BT’s semi-detached wholesale arm has committed to reaching 3 million more homes and businesses in the hardest to reach areas.
BT/Openreach is positioning itself as the national champion with its new pledge to reach a total of 6.2 million rural premises means that rural homes and businesses account for quarter of its total fibre build-out.
This rural push is part of Openreach’s wider ambition to reach 25 million homes with gigabit fibre by the end of 2026.
It states this commitment means the government will achieve its revised-down target of upgrading at least 85% of the UK by 2025.
The government’s pre-election target was 100% and a budget of £5 billion, now reduced to £1.25 billion in this Parliament, although it has said it would hand out more if network builders put forward sufficiently innovative solutions.
To put BT’s announcement into context, the UK is ranked third from the bottom in the FTTH Council Europe’s latest figures on fibre penetration and the newly merged Virgin Media (with Telefonica UK/O2) promised to bring gigabit speeds to more than 15 million homes across its UK network by the end of 2021.
Not so hard to reach?
Most of the newly added locations fall within Ofcom’s designated Geographic Area 3, defined by the regulator as the 9.5 million premises in the least commercially viable areas of the UK for competitive broadband infrastructure upgrades.
Even so, Openreach says its expanded rural programme will protect the public purse, as it means few homes and businesses will need taxpayers to subsidies the upgrades.
How is this apparent contradiction possible? According to Openreach, it is “using a range of innovations and techniques to deliver world class build costs, whilst a major investment in 11 new regional training centres is helping to equip and skill thousands of new engineers”.
As a result, Openreach believes it can build fibre broadband to up to four million rural and urban premises a year (about 75,000 per week, which is about 15,000 every working day) under its commercial programme.
The parameters of that commercial programme are that build costs fall within BT Group’s publicly stated range of £300-£400 per premises passed, on average, excluding connection costs.
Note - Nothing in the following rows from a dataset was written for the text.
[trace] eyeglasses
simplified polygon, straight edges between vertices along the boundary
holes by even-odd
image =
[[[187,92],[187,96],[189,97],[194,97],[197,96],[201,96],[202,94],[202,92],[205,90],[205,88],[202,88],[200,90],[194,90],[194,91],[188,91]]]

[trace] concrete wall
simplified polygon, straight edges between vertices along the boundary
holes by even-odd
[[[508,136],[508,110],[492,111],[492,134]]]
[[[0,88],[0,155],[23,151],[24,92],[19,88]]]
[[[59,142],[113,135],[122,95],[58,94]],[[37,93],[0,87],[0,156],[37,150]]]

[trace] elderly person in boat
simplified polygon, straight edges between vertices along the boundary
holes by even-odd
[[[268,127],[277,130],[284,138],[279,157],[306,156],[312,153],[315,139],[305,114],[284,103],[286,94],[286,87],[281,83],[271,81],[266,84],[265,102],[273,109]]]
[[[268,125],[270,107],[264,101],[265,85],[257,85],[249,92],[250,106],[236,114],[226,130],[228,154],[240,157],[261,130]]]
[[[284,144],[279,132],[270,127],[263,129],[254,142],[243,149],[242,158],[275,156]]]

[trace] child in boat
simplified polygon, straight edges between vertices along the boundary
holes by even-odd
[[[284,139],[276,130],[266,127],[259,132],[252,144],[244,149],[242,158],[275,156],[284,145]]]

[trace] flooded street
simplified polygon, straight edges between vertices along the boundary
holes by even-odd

All locations upgrades are subject to detailed survey.
Having reduced its field workforce drastically, preferring for a time to invest massively in football rights, since 2017-2018, BT has filled some 9,000 apprenticeship roles and just announced it will recruit 1,000 more to build and install fibre broadband.
Openreach claims to be building fibre broadband out faster and at lower cost and higher quality than anyone else in the UK. Not everyone agrees with that assessment.
The company says the 1,000 apprentices it is seeking to recurit are in addition to the 2,500 announced in December.